Untuk mewujudkan tujuan tersebut, Pramono melantik 31 anggota Dewan Pengupahan Provinsi DKI Jakarta periode 2025–2028 pada hari Rabu, 27 Agustus 2025, di Balai Agung, Balai Kota Jakarta. Pelantikan ini menjadi langkah penting dalam membangun sistem pengupahan yang berkelanjutan dan berimbang.
Pramono menekankan bahwa anggota Dewan Pengupahan harus merumuskan kebijakan yang mempertimbangkan beberapa aspek penting, seperti kebutuhan hidup layak, produktivitas tenaga kerja, serta pertumbuhan ekonomi. Dengan demikian, kesejahteraan pekerja di Jakarta dapat tercapai secara optimal.
“Saya berharap semua anggota Dewan Pengupahan dapat bekerja dengan penuh tanggung jawab, saling bekerja sama, dan mencari solusi terbaik terkait masalah pengupahan,” ujarnya saat memberikan sambutan.
Dari total 31 anggota yang dilantik, terdapat komposisi yang cukup seimbang.

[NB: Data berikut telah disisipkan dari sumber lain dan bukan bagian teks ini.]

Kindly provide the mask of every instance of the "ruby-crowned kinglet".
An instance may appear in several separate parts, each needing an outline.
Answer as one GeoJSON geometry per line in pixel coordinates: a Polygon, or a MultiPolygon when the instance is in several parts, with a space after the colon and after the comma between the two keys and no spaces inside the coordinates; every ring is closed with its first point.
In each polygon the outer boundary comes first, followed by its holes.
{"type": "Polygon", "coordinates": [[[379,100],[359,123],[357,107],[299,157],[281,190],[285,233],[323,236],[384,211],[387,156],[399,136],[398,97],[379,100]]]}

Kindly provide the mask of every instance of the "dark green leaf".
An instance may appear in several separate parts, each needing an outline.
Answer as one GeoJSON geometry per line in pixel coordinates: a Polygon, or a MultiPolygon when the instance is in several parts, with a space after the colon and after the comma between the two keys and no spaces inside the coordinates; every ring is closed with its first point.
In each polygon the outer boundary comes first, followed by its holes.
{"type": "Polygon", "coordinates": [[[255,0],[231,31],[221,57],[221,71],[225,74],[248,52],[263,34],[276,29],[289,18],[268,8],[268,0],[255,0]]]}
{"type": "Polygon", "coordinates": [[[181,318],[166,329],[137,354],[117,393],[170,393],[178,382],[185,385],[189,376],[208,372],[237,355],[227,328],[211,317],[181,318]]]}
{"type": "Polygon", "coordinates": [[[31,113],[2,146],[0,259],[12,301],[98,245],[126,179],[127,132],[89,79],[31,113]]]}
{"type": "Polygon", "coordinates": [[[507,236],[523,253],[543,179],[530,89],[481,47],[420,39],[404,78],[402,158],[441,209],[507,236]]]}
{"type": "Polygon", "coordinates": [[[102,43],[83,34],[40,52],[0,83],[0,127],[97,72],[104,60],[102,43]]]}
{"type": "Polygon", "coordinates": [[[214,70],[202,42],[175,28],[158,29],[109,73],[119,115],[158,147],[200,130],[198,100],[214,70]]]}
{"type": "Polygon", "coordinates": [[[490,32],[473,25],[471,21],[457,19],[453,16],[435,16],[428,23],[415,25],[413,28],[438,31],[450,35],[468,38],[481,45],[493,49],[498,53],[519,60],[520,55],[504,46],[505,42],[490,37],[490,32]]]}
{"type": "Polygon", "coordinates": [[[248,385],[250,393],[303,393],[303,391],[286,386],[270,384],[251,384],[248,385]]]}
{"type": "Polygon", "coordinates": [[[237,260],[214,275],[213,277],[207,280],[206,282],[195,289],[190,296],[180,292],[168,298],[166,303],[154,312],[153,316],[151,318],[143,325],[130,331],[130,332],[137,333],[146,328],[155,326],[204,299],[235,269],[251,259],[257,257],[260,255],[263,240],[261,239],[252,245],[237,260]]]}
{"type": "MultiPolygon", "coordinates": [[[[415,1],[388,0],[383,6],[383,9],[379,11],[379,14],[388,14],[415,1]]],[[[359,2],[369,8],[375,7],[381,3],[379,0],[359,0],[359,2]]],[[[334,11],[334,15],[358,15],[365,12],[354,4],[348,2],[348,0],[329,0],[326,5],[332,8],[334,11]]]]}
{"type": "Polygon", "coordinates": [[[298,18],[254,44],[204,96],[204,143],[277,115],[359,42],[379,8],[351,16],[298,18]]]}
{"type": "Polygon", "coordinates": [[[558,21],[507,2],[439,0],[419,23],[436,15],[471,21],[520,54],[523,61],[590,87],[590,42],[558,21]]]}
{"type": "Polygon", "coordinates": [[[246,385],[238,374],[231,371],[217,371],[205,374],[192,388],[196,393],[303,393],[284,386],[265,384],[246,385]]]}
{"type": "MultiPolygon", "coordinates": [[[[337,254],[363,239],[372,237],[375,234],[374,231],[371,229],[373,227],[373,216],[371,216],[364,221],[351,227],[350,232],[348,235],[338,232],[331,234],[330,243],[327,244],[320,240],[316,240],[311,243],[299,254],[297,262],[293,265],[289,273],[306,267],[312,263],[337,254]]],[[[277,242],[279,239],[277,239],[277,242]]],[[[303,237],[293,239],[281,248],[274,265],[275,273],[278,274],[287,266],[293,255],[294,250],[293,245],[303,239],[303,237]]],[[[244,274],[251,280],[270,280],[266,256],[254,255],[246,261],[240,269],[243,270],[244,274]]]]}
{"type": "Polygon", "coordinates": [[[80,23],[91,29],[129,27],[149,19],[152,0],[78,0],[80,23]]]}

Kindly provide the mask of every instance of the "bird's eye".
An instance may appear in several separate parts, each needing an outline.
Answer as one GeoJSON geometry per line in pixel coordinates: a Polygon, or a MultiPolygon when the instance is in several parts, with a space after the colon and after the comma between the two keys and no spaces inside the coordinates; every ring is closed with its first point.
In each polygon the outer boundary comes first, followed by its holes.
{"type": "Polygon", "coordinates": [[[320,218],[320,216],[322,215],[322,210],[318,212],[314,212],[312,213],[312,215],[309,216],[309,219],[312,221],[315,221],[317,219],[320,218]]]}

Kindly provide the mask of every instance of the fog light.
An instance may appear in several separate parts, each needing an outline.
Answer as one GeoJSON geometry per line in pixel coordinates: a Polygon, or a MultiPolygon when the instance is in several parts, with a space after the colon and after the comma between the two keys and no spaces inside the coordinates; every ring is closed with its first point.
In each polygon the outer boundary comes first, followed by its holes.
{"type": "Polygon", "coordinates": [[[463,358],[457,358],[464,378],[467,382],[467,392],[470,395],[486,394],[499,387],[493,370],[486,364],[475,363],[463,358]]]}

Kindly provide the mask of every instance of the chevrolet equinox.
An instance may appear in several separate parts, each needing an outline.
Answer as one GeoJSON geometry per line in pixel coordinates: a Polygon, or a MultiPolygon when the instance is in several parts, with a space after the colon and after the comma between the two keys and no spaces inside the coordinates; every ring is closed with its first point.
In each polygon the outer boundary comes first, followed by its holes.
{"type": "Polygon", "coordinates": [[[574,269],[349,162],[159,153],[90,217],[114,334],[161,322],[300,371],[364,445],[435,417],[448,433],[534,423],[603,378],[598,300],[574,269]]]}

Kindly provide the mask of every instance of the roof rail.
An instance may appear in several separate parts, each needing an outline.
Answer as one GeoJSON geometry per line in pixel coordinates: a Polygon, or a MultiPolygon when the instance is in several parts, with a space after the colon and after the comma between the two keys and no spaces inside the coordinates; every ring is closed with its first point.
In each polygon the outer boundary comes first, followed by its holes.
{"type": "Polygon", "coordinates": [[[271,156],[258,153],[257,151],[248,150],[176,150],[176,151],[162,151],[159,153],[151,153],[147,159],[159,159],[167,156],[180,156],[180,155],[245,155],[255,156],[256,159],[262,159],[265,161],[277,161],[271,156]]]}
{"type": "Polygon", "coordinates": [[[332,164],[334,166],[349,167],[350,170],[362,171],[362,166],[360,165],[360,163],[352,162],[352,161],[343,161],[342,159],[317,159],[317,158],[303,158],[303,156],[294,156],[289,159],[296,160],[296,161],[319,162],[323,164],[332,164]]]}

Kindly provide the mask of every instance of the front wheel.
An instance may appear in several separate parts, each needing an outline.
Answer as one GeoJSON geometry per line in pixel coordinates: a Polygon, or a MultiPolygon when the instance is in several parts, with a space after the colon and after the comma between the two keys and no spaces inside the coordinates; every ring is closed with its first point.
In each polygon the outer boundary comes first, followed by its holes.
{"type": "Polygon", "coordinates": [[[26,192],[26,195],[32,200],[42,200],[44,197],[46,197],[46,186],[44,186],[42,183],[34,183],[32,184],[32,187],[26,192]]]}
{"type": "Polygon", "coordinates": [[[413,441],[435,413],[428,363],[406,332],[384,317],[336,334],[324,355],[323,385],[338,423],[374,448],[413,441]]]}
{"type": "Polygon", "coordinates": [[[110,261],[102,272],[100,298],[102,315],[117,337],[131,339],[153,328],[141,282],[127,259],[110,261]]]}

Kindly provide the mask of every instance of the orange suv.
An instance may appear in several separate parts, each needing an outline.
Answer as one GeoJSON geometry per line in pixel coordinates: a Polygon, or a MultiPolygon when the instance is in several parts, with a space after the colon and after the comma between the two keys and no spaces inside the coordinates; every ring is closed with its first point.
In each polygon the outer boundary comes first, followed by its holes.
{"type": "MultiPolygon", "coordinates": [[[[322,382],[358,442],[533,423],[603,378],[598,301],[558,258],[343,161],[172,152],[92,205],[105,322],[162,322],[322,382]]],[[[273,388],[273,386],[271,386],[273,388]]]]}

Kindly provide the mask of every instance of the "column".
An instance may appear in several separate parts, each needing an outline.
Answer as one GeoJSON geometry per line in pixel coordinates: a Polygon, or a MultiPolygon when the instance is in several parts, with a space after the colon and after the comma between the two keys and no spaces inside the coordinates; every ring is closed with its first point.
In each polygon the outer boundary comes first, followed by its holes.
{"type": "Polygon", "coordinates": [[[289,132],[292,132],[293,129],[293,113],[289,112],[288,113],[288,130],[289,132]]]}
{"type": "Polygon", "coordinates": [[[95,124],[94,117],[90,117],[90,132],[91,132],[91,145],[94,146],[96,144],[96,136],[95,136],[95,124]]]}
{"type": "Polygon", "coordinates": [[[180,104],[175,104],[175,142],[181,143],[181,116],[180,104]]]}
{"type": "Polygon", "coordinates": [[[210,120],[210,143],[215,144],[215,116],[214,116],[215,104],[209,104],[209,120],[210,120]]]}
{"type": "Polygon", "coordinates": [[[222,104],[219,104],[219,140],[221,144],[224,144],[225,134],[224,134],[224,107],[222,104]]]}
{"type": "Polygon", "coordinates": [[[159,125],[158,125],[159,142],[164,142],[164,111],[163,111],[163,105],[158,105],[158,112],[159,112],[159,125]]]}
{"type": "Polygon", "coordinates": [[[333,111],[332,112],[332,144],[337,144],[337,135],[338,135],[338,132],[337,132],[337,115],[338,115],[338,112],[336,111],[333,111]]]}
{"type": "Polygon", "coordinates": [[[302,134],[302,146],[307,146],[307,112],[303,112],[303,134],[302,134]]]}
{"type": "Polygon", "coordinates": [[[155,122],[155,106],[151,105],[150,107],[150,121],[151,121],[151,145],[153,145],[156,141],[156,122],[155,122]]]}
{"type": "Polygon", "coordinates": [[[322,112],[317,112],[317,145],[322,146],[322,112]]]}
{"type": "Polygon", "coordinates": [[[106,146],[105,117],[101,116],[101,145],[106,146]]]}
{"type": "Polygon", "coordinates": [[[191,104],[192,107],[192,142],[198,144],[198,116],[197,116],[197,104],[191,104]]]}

Sebanyak 14 orang berasal dari unsur pemerintah, tujuh orang merupakan perwakilan dari kalangan pengusaha, tujuh orang lagi adalah perwakilan dari pekerja atau buruh, dua orang di antaranya adalah pakar, serta satu orang ahli yang akan memberikan kontribusi dalam penyusunan kebijakan.
Pramono juga menyampaikan keyakinannya bahwa kebijakan pengupahan yang diterapkan di Jakarta dapat menjadi barometer nasional. Ia percaya bahwa jika Jakarta berhasil mengelola sistem pengupahan dengan baik, maka daerah-daerah lain pasti akan mengikuti jejaknya.
“Kami yakin, dengan pendekatan yang tepat dan kolaborasi yang baik, Jakarta dapat menciptakan sistem pengupahan yang berkelanjutan dan memberikan manfaat bagi seluruh masyarakat,” tambahnya.
Dengan pelantikan Dewan Pengupahan yang dilakukan, diharapkan dapat menjadi awal dari perubahan positif dalam dunia kerja di Jakarta. Langkah-langkah yang diambil saat ini diharapkan mampu membawa Jakarta menuju sistem pengupahan yang lebih adil, transparan, dan berkelanjutan.